Warning
The following page aims to provide an introduction to SPARQL for querying RDF data. After reading this page, you will know what SPARQL is; what is the structure of a SPARQL query; what are the different kinds of SPARQL queries; how to build and write SPARQL queries for validating data in RDF.
SPARQL
Introduction
SPARQL (SPARQL Protocol and RDF Query Language) is the standard querying language for RDF. More specifically, it is the declarative language part of the W3C standards. SPARQL borrows elements from RDF and is similar to SQL.
SPARQL queries are based on ‘graph pattern matching’, meaning that the tool doing the search will try to match the pattern in the query with the corresponding data and retrieve it.

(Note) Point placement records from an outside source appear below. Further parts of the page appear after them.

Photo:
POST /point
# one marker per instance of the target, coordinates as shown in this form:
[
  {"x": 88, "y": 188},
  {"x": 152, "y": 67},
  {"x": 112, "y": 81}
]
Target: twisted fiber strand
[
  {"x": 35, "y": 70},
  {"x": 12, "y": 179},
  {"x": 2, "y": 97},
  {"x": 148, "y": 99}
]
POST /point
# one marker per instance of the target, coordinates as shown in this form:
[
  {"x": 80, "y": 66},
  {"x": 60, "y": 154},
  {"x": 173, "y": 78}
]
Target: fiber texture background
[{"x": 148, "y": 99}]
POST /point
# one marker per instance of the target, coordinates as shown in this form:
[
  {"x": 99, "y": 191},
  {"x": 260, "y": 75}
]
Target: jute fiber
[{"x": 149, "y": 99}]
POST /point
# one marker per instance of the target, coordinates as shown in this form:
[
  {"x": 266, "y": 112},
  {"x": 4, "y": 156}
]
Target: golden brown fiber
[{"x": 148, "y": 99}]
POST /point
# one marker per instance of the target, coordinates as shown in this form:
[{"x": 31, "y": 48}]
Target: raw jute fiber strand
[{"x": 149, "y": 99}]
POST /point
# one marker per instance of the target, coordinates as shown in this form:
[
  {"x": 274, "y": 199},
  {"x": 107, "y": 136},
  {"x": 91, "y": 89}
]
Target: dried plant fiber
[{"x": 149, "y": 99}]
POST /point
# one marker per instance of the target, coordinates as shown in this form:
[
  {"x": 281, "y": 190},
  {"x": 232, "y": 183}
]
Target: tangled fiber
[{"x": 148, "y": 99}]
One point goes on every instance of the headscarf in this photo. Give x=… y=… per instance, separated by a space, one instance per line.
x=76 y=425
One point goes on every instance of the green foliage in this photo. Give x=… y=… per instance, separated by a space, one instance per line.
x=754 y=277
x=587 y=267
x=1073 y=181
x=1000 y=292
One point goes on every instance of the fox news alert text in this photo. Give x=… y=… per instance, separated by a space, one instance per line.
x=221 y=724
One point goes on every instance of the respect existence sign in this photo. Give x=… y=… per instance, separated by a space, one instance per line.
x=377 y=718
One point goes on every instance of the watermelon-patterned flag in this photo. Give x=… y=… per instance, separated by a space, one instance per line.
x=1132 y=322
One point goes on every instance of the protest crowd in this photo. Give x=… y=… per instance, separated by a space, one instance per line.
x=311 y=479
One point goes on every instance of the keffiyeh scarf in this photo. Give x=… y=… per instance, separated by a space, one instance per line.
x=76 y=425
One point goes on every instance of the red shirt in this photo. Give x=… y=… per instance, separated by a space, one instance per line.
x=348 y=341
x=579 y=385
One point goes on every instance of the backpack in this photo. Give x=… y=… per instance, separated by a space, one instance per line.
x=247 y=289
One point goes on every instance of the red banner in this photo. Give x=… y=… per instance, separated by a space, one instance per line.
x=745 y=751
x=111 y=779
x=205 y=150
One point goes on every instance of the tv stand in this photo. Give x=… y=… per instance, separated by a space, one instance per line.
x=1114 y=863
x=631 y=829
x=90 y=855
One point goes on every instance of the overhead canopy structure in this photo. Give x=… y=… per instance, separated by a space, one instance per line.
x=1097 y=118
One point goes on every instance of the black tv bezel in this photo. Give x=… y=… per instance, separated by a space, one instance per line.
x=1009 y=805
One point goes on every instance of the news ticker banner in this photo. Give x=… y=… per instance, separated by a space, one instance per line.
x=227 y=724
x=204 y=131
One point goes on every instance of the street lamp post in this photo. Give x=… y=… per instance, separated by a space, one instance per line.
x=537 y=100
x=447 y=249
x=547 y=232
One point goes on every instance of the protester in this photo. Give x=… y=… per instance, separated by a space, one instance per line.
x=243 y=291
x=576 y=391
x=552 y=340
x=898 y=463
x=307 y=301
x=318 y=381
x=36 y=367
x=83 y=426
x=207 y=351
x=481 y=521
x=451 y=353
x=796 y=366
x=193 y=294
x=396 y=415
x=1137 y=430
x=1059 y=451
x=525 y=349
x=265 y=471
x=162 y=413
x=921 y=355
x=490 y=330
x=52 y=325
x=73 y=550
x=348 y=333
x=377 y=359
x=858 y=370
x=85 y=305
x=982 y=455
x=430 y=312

Shown in Figure 1 is a triple representing a resource resource:HospitalA
,
which has a relation sphn:hasSubjectPseudoIdentifier
to a variable ?patient
This is a valid pattern which can be used for a search,
and yields the list of patients for resource:HospitalA
.
The syntax of SPARQL queries is similar to Turtle (but not exactly the same).

Figure 1: Example of a graph. A resource HospitalA
connects to a
variable ?patient
via a sphn:hasSubjectPseudoIdentifier
link.
Note
A variable in SPARQL always includes a question mark in front of the variable name.
Structure of a query
At the minimum, a basic SPARQL query format includes a SELECT and WHERE statement.
It has the following structure:
SELECT <variables>
WHERE {
<graph-pattern>
}
where part of the WHERE
statement are curly brackets that include the graph pattern.
Furthermore, a SPARQL query can include the following parts as well:
Prefix declarations
They are namespace declarations and allow for prefix names to be written in queries, rather than full URIs. With prefix declarations, we can write shorter and clearer code:
prefix dc: <http://purl.org/dc/elements/1.1/>
prefix rdf: <http://www.w3.org/1999/02/22-rdf-syntax-ns#>
prefix sphn: <https://biomedit.ch/rdf/sphn-ontology/sphn#>
Note
With a prefix declared for SPHN, we can simply refer to sphn
in our code rather than spell out the entire URI.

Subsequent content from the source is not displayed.